The backdrop created for Raja (Mammootty) is impressive but once he lands in the village, his actions generate an impression with hues of farce rather than humour. Raja's flawed English, meant for tickling the funny bones, proves to be an unsuccessful attempt, and Salim Kumar, who appears as Manoharan, with his witty ripostes scores in parts.
The plot becomes a blatant affair as Raja goes on solving the issues, including a police case against his brother-like figure from Madurai, Chinna (Jai). An effortless path is created for the hero to decimate the ruthless villain, who is engaged in hooch business. Once again, Jagapati Babu as Natesan sends scare waves among his opponents with his merciless acts.

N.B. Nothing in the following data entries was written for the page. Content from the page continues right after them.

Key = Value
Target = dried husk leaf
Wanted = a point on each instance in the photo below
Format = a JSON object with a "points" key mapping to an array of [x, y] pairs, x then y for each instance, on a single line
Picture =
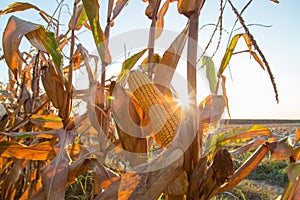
{"points": [[179, 186]]}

Anusree appears as a feisty resort owner and her sister Meenakshi (Mahima Nambiar) falls in love with Chinna soon after his entry into the village. Apparently, Mammooty gets more of a descriptive space from the courtesy of other characters than emoting himself anything memorable. Here, Raja is disappointingly a shadow of the character that appeared in the prequel.
'Madhuraraja' is a rickety ride into the realms of heroism and everything falls in place sans nudging your senses in a fast-paced narration. Perfunctory writing has a good amount of share in sullying the totality of the movie, which has occasional charm lent by top-notch visuals by Shaji Kumar. The formulaic tale of a mass hero, who is fighting against a spurious liquor manufacturer in a small island, has everything as per the template. Heroic hyperbole lack the required punch and the finale is highly predictable.
Anusree diffuses the energy of the character and has neatly presented the fueling emotion of a responsible sister. Mahima has given a convincing performance while Jai has a mediocre appearance in his Malayalam debut.